The jury was told she moved to the News of the World to work on its magazine as a researcher in 1989, and later as a writer. Asked how good she was at interviewing people for stories, she said: "Well I kept my job so I must have been alright."

Despite a lack of experience and only basic journalism training, the court heard how she rapidly rose through the ranks. By March 1994, she was deputy features editor and the following September, at the age of just 27, was made acting deputy editor of what was then Britain's biggest selling newspaper.

Brooks, 45, is still accused of four other offences relating to conspiracy to hack voicemail messages on mobile phones, authorizing illegal payments to public officials and then plotting to hinder a subsequent police investigation.

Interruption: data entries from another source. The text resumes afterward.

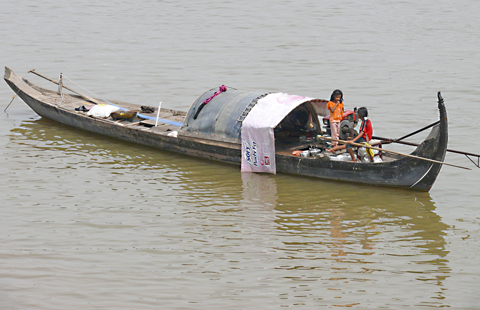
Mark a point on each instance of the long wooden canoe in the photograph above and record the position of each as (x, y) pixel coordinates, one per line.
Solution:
(215, 133)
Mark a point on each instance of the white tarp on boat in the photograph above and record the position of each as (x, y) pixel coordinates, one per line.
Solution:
(258, 141)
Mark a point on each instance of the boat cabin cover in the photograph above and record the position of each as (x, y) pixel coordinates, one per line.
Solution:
(259, 121)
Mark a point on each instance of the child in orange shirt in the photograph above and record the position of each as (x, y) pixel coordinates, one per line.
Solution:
(335, 106)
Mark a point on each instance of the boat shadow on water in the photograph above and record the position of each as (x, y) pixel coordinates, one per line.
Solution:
(297, 205)
(334, 230)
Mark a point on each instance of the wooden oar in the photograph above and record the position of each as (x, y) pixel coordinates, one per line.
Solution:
(393, 152)
(73, 91)
(388, 140)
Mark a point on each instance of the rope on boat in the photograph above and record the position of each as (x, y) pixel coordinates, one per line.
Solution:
(13, 98)
(166, 121)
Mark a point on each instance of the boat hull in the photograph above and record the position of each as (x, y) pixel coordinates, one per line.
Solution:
(405, 172)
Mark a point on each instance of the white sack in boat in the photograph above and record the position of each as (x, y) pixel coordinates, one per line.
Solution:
(102, 110)
(258, 141)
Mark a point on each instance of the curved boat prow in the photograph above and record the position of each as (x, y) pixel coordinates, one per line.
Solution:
(434, 147)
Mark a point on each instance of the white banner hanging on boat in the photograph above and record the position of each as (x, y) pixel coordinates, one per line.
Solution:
(258, 141)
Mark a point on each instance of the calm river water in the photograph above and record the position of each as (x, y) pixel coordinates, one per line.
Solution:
(92, 223)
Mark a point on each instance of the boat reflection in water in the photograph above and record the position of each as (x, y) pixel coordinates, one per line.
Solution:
(331, 242)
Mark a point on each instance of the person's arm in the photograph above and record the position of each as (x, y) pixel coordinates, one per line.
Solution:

Before she began her defense, the jury were instructed by the judge overseeing her trial at London's Old Bailey court to return a verdict of not guilty on one of two charges against her of conspiracy to commit misconduct in a public office.

This related to an allegation that Brooks had approved an illegal 4,000-pound ($6,700) payment for a picture of Prince William dressed as a "James Bond girl" and wearing a bikini while at a military academy party in 2006.

"I have decided there is no case for Mrs Brooks to answer on count four, that is the charge relating to the picture of Prince William in a bikini that was acquired by the Sun newspaper," the judge, Justice John Saunders told the jury.